Download or read book Differential Privacy written by Ninghui Li and published by Springer Nature. This book was released on 2022-05-31 with total page 124 pages. Available in PDF, EPUB and Kindle. Book excerpt: Over the last decade, differential privacy (DP) has emerged as the de facto standard privacy notion for research in privacy-preserving data analysis and publishing. The DP notion offers strong privacy guarantee and has been applied to many data analysis tasks. This Synthesis Lecture is the first of two volumes on differential privacy. This lecture differs from the existing books and surveys on differential privacy in that we take an approach balancing theory and practice. We focus on empirical accuracy performances of algorithms rather than asymptotic accuracy guarantees. At the same time, we try to explain why these algorithms have those empirical accuracy performances. We also take a balanced approach regarding the semantic meanings of differential privacy, explaining both its strong guarantees and its limitations. We start by inspecting the definition and basic properties of DP, and the main primitives for achieving DP. Then, we give a detailed discussion on the the semantic privacy guarantee provided by DP and the caveats when applying DP. Next, we review the state of the art mechanisms for publishing histograms for low-dimensional datasets, mechanisms for conducting machine learning tasks such as classification, regression, and clustering, and mechanisms for publishing information to answer marginal queries for high-dimensional datasets. Finally, we explain the sparse vector technique, including the many errors that have been made in the literature using it. The planned Volume 2 will cover usage of DP in other settings, including high-dimensional datasets, graph datasets, local setting, location privacy, and so on. We will also discuss various relaxations of DP.

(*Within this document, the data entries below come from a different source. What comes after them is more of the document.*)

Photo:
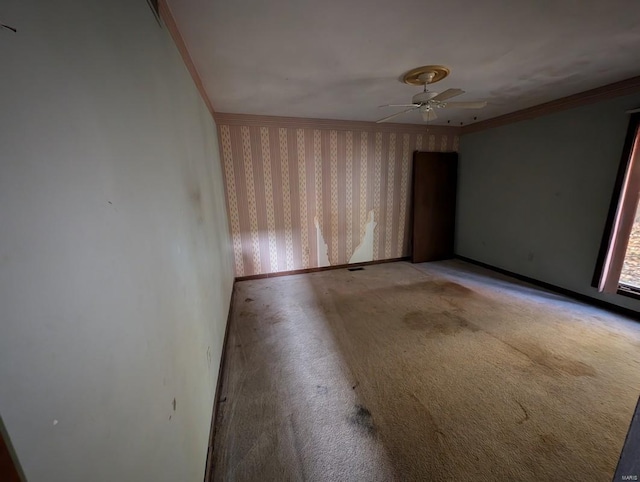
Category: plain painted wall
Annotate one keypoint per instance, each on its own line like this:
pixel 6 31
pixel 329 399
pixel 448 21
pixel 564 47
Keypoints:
pixel 533 196
pixel 115 257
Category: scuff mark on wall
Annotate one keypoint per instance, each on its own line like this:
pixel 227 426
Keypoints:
pixel 323 256
pixel 364 251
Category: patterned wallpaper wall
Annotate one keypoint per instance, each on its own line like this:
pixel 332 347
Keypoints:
pixel 285 175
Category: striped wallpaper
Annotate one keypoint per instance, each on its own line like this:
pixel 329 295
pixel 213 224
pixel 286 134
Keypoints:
pixel 282 174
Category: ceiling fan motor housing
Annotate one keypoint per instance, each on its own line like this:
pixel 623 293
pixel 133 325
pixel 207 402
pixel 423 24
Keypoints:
pixel 423 97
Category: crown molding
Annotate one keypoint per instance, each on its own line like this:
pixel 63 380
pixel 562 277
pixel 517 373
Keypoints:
pixel 328 124
pixel 170 23
pixel 617 89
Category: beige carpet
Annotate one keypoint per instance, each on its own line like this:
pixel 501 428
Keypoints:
pixel 441 371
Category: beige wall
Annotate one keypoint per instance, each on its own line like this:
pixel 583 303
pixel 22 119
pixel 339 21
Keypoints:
pixel 281 173
pixel 115 256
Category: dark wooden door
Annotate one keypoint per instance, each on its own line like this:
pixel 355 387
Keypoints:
pixel 435 176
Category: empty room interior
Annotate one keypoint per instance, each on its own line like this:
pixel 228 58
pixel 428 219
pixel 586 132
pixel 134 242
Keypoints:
pixel 327 241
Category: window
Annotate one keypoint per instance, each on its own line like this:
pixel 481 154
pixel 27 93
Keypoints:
pixel 618 268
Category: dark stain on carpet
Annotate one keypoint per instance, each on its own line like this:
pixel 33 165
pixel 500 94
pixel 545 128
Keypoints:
pixel 361 418
pixel 438 323
pixel 447 288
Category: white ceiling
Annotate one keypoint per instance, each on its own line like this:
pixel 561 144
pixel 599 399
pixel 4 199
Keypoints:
pixel 341 59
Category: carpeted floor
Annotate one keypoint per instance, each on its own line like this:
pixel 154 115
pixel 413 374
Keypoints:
pixel 440 371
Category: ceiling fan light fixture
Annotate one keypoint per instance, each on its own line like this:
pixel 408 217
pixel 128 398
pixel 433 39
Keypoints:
pixel 427 74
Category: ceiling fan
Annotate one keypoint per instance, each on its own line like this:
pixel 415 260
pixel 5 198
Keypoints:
pixel 427 102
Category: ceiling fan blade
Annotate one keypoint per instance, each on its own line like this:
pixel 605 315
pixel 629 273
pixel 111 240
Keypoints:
pixel 429 115
pixel 395 115
pixel 465 105
pixel 399 105
pixel 447 94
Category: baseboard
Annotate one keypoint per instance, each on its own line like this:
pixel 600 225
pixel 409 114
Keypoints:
pixel 620 310
pixel 323 268
pixel 214 416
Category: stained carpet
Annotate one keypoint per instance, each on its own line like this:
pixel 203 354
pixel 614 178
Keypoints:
pixel 440 371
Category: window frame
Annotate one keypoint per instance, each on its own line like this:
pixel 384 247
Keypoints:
pixel 612 249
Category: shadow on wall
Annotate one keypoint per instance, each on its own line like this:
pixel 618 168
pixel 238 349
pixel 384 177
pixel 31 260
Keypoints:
pixel 288 187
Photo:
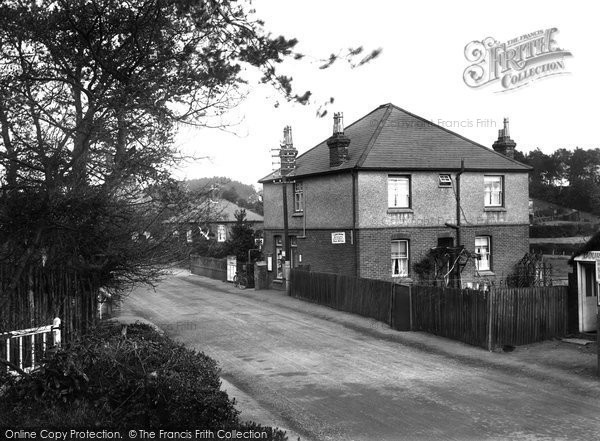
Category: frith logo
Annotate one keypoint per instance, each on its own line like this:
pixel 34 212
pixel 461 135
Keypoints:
pixel 515 63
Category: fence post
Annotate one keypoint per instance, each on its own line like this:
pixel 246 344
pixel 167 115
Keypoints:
pixel 490 311
pixel 392 295
pixel 410 307
pixel 56 331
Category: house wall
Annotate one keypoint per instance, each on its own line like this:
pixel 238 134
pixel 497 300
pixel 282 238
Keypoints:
pixel 433 206
pixel 367 252
pixel 327 203
pixel 509 245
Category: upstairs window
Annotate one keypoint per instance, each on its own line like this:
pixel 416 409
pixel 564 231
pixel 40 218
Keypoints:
pixel 399 258
pixel 298 197
pixel 483 249
pixel 444 181
pixel 494 191
pixel 399 192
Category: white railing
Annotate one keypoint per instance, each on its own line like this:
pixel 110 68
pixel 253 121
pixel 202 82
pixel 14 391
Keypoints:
pixel 18 338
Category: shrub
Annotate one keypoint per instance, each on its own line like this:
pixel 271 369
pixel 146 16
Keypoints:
pixel 142 379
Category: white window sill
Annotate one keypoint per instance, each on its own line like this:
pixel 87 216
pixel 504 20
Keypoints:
pixel 400 210
pixel 486 273
pixel 402 279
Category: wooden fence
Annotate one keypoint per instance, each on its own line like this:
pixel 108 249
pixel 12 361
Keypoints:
pixel 208 267
pixel 41 294
pixel 376 299
pixel 459 314
pixel 521 316
pixel 495 318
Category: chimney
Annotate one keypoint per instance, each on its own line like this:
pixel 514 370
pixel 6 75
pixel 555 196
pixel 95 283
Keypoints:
pixel 338 143
pixel 287 152
pixel 504 144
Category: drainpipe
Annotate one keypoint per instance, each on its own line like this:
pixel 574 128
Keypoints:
pixel 354 236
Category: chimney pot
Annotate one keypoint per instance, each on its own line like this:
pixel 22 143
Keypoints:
pixel 338 143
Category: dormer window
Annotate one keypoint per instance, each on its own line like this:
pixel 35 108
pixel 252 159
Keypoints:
pixel 398 191
pixel 298 197
pixel 444 181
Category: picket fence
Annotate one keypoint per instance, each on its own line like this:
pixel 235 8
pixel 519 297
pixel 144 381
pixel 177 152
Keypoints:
pixel 489 319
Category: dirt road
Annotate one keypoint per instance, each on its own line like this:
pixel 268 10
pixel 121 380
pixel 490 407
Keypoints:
pixel 335 376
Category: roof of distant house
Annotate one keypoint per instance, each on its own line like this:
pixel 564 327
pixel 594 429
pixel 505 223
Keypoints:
pixel 591 245
pixel 390 138
pixel 225 211
pixel 220 210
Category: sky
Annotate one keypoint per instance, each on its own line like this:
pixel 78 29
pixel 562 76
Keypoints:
pixel 420 70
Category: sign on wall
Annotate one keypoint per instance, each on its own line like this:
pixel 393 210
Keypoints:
pixel 338 237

Book Discrimination and Privacy in the Information Society

Download or read book Discrimination and Privacy in the Information Society written by Bart Custers and published by Springer Science & Business Media. This book was released on 2012-08-11 with total page 370 pages. Available in PDF, EPUB and Kindle. Book excerpt: Vast amounts of data are nowadays collected, stored and processed, in an effort to assist in making a variety of administrative and governmental decisions. These innovative steps considerably improve the speed, effectiveness and quality of decisions. Analyses are increasingly performed by data mining and profiling technologies that statistically and automatically determine patterns and trends. However, when such practices lead to unwanted or unjustified selections, they may result in unacceptable forms of discrimination. Processing vast amounts of data may lead to situations in which data controllers know many of the characteristics, behaviors and whereabouts of people. In some cases, analysts might know more about individuals than these individuals know about themselves. Judging people by their digital identities sheds a different light on our views of privacy and data protection. This book discusses discrimination and privacy issues related to data mining and profiling practices. It provides technological and regulatory solutions, to problems which arise in these innovative contexts. The book explains that common measures for mitigating privacy and discrimination, such as access controls and anonymity, fail to properly resolve privacy and discrimination concerns. Therefore, new solutions, focusing on technology design, transparency and accountability are called for and set forth.